O Presidente brasileiro, Michel Temer, foi gravado a dar autorização ao pagamento de um suborno para comprar o silêncio de Eduardo Cunha, antigo líder da Câmara dos Deputados que se encontra preso na sequência da Operação Lava-Jato, noticia esta quarta-feira O Globo.
De acordo com o jornal brasilerio, a denúncia foi feita por Joesley Batista, dono da JBS, a maior produtora de carnes do mundo, no âmbito de uma "delação premiada" – figura jurídica brasileira que permite reduções de pena em troca de denúncias – que ainda não foi, no entanto, confirmada pelo Supremo Tribunal Federal (STF) brasileiro. Esta revelação foi feita por Joesley Batista na Procuradoria-Geral da República no passado mês de Abril e confirmada, a 10 de Maio, ao juiz do Supremo Edson Fachin.
Segundo O Globo, Joesley Batista terá contado ao juiz que tinha dito a Temer que iria pagar a Eduardo Cunha e a Lúcio Funaro, braço-direito do antigo deputado e que está também preso, para estes se manterem calados durante o processo. “Tem que manter isso, viu?”, terá respondido o Presidente brasileiro. A conversa foi gravada pelo empresário sem o conhecimento do Presidente. No depoimento que prestou aos procuradores o dono da JBS refere, no entanto, que o pagamento do suborno não foi ordenado por Temer, mas que este apenas o autorizou, tendo por isso total conhecimento da operação que se estava a realizar para silenciar Cunha.
A polícia brasileira filmou mais tarde uma entrega de 400 mil reais a Roberta, irmã de Funaro.
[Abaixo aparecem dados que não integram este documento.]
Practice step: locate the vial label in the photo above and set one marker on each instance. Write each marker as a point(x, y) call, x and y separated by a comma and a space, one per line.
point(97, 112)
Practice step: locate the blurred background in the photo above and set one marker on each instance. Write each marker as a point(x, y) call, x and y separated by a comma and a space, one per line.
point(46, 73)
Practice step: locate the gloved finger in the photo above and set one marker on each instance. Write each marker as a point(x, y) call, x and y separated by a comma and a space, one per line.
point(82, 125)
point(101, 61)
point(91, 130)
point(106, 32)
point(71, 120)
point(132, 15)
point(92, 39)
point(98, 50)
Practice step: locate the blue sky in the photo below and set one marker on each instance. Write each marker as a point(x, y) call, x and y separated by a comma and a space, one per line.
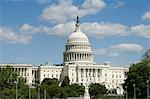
point(36, 31)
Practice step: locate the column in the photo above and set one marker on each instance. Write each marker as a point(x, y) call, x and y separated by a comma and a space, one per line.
point(96, 76)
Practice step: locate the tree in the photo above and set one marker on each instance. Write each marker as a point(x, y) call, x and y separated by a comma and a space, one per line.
point(8, 79)
point(76, 90)
point(97, 90)
point(51, 86)
point(146, 55)
point(65, 82)
point(138, 74)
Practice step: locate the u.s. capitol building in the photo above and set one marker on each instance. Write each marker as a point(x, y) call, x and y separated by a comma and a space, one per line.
point(78, 65)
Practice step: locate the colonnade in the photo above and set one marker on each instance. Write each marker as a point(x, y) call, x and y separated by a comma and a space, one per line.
point(90, 72)
point(21, 71)
point(78, 57)
point(87, 47)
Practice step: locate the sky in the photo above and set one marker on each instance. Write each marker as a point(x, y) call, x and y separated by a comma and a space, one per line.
point(36, 31)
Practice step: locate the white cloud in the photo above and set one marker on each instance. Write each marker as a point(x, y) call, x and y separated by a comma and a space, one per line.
point(135, 48)
point(116, 50)
point(117, 4)
point(9, 35)
point(101, 30)
point(100, 51)
point(98, 30)
point(146, 16)
point(65, 10)
point(141, 30)
point(44, 1)
point(29, 29)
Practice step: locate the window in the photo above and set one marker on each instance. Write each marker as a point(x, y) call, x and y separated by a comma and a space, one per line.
point(112, 75)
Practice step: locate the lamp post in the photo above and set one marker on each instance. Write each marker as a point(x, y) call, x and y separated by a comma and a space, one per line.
point(147, 89)
point(126, 93)
point(134, 91)
point(29, 93)
point(17, 89)
point(44, 94)
point(38, 93)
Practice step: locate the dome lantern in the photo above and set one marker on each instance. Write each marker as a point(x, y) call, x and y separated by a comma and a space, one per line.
point(78, 48)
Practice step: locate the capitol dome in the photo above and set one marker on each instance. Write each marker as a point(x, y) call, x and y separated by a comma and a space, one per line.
point(78, 49)
point(78, 36)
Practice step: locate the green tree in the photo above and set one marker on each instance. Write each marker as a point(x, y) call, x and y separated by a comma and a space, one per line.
point(97, 90)
point(138, 74)
point(65, 82)
point(8, 80)
point(51, 86)
point(7, 77)
point(76, 90)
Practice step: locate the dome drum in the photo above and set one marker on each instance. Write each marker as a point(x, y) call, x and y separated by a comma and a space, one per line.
point(78, 49)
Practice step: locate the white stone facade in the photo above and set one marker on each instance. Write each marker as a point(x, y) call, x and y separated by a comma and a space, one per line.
point(78, 64)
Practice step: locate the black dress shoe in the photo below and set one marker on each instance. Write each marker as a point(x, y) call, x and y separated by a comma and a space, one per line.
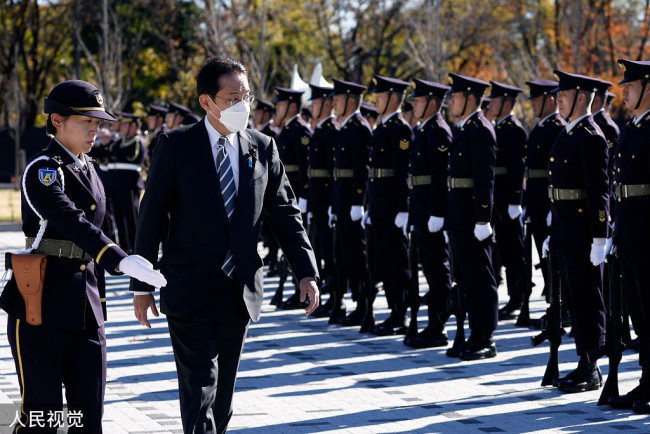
point(638, 394)
point(294, 302)
point(354, 319)
point(582, 379)
point(479, 351)
point(641, 407)
point(427, 338)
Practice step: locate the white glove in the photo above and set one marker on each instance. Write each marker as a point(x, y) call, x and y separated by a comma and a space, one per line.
point(139, 268)
point(514, 211)
point(365, 220)
point(545, 246)
point(356, 212)
point(401, 218)
point(598, 253)
point(481, 232)
point(435, 223)
point(332, 217)
point(302, 204)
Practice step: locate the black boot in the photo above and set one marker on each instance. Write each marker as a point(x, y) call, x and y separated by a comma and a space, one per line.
point(585, 377)
point(639, 396)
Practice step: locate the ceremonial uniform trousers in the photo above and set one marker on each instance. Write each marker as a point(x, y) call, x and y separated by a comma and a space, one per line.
point(508, 188)
point(472, 156)
point(69, 347)
point(632, 230)
point(428, 167)
point(319, 195)
point(579, 206)
point(387, 195)
point(350, 176)
point(536, 199)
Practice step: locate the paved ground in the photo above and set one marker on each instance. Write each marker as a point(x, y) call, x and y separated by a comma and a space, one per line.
point(299, 375)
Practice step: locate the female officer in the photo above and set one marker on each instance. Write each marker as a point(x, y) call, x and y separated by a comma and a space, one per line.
point(63, 206)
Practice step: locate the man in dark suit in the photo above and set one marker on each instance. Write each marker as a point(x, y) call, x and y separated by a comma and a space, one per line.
point(215, 196)
point(472, 157)
point(578, 190)
point(508, 190)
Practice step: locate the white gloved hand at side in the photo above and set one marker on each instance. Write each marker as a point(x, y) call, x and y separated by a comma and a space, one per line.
point(365, 220)
point(356, 213)
point(598, 254)
point(139, 268)
point(302, 204)
point(514, 211)
point(400, 219)
point(482, 232)
point(435, 223)
point(545, 246)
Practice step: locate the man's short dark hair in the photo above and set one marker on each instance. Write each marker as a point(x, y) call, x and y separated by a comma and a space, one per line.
point(207, 81)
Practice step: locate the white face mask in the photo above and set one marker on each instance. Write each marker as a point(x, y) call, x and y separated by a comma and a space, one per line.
point(234, 118)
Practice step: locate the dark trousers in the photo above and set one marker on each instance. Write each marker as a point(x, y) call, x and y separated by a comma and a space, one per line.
point(636, 293)
point(46, 358)
point(539, 231)
point(433, 254)
point(476, 277)
point(582, 290)
point(510, 243)
point(207, 346)
point(351, 256)
point(392, 258)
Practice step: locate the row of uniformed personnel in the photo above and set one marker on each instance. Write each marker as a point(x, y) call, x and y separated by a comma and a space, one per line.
point(477, 180)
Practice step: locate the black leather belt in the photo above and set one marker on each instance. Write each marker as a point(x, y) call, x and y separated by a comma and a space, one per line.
point(415, 180)
point(536, 173)
point(343, 173)
point(374, 173)
point(59, 248)
point(290, 168)
point(566, 193)
point(459, 182)
point(623, 191)
point(318, 173)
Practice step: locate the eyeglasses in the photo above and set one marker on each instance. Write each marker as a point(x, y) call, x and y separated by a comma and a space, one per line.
point(232, 101)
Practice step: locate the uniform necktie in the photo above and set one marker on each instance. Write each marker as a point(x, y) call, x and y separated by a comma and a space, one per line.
point(229, 193)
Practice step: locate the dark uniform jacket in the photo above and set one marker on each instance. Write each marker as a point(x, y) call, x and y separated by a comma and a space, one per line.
point(508, 188)
point(293, 145)
point(578, 160)
point(537, 148)
point(472, 155)
point(631, 167)
point(73, 205)
point(186, 185)
point(351, 152)
point(429, 157)
point(389, 149)
point(321, 157)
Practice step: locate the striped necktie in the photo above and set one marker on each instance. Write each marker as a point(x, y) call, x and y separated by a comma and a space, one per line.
point(229, 193)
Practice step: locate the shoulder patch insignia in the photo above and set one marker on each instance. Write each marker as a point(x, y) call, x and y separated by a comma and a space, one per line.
point(47, 176)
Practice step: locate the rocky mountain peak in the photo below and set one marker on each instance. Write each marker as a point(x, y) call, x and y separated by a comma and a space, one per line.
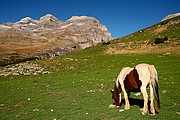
point(26, 20)
point(49, 17)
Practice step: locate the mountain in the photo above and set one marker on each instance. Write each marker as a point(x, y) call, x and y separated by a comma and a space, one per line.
point(170, 16)
point(161, 38)
point(48, 37)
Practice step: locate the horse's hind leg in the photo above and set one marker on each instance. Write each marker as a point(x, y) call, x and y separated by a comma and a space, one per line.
point(145, 96)
point(126, 97)
point(152, 110)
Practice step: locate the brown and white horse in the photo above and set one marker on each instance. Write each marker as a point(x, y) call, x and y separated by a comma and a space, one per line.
point(137, 79)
O dinheiro destinado a Cunha era entregue através de Altair Alves Pinto, homem de confiança do antigo deputado.
Nesse mesmo encontro entre Michel Temer e Joesley Batista, o empresário pediu ajuda ao Presidente para uma "pendência da J&F [holding que controla a JBS] no Governo”. Temer disse-lhe que fosse falar com o deputado Rodrigo Rocha Lourdes. Este foi depois filmado pela polícia a receber uma mala com 500 mil reais (cerca de 143 mil euros, ao câmbio actual) enviada por Joesley.
Além disto, O Globo noticia também que o empresário denunciou Aécio Neves, senador e presidente do Partido Social Democrata Brasileiro (PSDB), que lhe terá pedido dois milhões de reais (571 mil euros), justificando que teria de pagar as despesas decorrentes da sua defesa durante o processo da Lava-Jato. Esta conversa foi igualmente gravada por Joesley Batista e entregue à Procuradoria brasileira. A entrega do montante a um primo do senador foi igualmente filmada pela Polícia Federal brasileira, que conseguiu seguir o dinheiro até este ser depositado numa conta do senador Zeze Perrella, também do PSDB.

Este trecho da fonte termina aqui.